Unsteady flow characteristics and responses of a morphing airfoil under near-stall conditions were evaluated, and it was shown that a downward TE might increase lift instantly [33,34]. They analyzed the unstable aerodynamics of a morphing wing with a smooth side-edge transition [35]. Their results showed that the dynamically morphing wing's unsteady flow impact might cause a substantial initial drag coefficient overshoot proportionally related to the morphing frequency.

One approach to control dynamic stall involves using a leading-edge slat device, which was analyzed through numerical simulations using a two-dimensional Navier–Stokes solver for multi-element airfoils [36]. Another option consists of employing suction or blowing techniques. An experiment for dynamic-stall control was conducted using blowing slots positioned at 10% and 70% of the airfoil chord length [37].

One study demonstrated that the utilization of a small leading edge angle (10°) morphing technique for a high angle of attack (> 25°) leads to a notable enhancement in the efficiency of propulsion compared to that achieved with a rigid airfoil [38]. The work shown in [39] has demonstrated that the objective function determines the ideal suction speed. The approach involves modifying the airfoil's geometry, and the airfoil's nose radius was gradually adjusted to delay flow separation. At the same time, [40] used the nose droop of the VR-12 airfoil, setting the rotation angle at 25% of the chord and the droop angle at 13 degrees.

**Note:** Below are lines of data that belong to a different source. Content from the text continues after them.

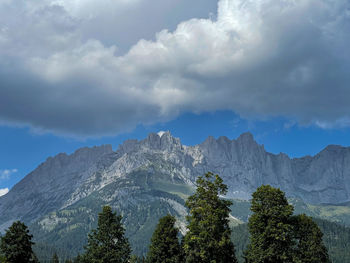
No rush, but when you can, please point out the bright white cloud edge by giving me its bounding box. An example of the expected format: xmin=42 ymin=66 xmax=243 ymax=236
xmin=0 ymin=0 xmax=350 ymax=136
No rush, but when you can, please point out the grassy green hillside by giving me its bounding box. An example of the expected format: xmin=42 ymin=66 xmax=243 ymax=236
xmin=30 ymin=172 xmax=350 ymax=262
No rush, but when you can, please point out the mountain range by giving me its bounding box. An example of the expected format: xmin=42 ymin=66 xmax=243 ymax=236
xmin=0 ymin=132 xmax=350 ymax=260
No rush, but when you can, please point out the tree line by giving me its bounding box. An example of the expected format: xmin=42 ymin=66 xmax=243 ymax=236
xmin=0 ymin=172 xmax=330 ymax=263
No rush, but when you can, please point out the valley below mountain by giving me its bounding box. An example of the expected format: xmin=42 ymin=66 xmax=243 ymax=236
xmin=0 ymin=132 xmax=350 ymax=261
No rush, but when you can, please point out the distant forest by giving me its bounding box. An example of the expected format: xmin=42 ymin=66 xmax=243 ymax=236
xmin=0 ymin=173 xmax=350 ymax=263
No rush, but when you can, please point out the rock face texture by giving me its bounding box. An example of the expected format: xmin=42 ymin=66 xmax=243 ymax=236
xmin=0 ymin=132 xmax=350 ymax=229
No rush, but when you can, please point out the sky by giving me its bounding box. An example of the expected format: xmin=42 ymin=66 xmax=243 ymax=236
xmin=0 ymin=0 xmax=350 ymax=195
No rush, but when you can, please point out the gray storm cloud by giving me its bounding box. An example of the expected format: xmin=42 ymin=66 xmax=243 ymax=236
xmin=0 ymin=0 xmax=350 ymax=136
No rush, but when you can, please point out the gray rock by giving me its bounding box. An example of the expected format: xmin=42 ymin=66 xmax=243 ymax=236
xmin=0 ymin=132 xmax=350 ymax=231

The potential of combustion-powered actuation to suppress dynamic stall on a high-lift rotorcraft airfoil was explored in [41]. Particle Image Velocimetry was employed to investigate the flow mechanisms involved in stall suppression. The test results indicated that combustion-powered actuators could significantly enhance the airfoil's stall behavior at Mach number values up to 0.4. At Mach number 0.4, the cycle-averaged lift coefficient increased by 11% during the dynamic stall process. An investigation into the impact of a co-flow jet on the dynamic stall of a wind turbine airfoil was presented in [42]. The results showed that dynamic stall could be significantly reduced, and energy consumption research revealed that the co-flow jet concept effectively controlled the dynamic stall.

Another study demonstrated that the transient lift coefficient associated with Leading Edge (LE) morphing during the nose-up phase had a greater magnitude than that observed in the static situation [30]. The primary objective of the TE control is to enhance the moment characteristics and mitigate the dynamic stall compared to that achieved with conventional rudder surfaces. Performance enhancement techniques, such as Trailing Edge (TE) morphing [43,44] can be employed. Combined LE–TE control integrates the characteristics of both LE and TE controls, such as the combination of LE droop, resulting in an enhanced suppression stall effect [44].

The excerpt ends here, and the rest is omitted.